Well, its been a day so I'd like to write this one up if you've moved on (it took me this long to figure it out so I couldn't help at the start). Can someone check it. I don't want to make mistakes.

The equation modeling rumor spread is:

$$\frac{dy}{dt} = 3y(3-2y)$$

Separating variables and integrating from $y_0$ to y yields:

$$ln|{\frac{2y}{3-2y}}|=9t+k$$

or:

$$y(t)=\frac{1}{2}[\frac{3e^{9t+k}}{1+e^{9t+k}}]$$

where:

$$k=ln|\frac{2y_0}{3-2y_0}|$$

Since y is a proportion: $0<y\leq1$, (assume y>0 since if no one knows the rumor at time 0 then it won't spread) the logarithm quantity is always positive and thus I can omit the absolute values.

A plot (for y(0)=0.1) is attached.

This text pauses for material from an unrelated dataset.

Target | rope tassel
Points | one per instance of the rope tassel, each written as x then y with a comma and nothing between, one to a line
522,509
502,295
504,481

Looking at the plot, one can see that the rate of y is fastest at the point of inflection, that is, when the second derivative is zero. But we know what the first derivative is:

$$y^{'}=9y-6y^2$$

Thus:

$$y^{''}=9y^{'}-12yy^{'}$$

or substituting in the first derivative:

$$y^{''}=72y^3-162y^2+81y=0$$

Solving this cubic equation, yields the roots:

0, 3/4, and 3/2.

Since y is a proportion between 0 and 1, we take the root 3/4 and conclude the rumor is spreading fastest when 75% of the group knows about it. Using the logarithm version of the solution, we can plug in 0.75 and determine, for a specific initial condition, the time when this occurs.

#### Attached Files:

• ###### rumor1.JPG
File size:
3.6 KB
Views:
47
Last edited: Mar 17, 2005
10. Mar 18, 2005

### saltydog

Ok, thanks to Daniel (from another post) I now understand why y cannot be 0 or 3/2: separating variables, one assumes that y can't be this since that would be dividing by zero. This is the reason we neglect absolute values and also why we must choose 3/4 as the root to the cubic. Yea, I know it's basic and in every Calculus text; I don't claim to be a wiz.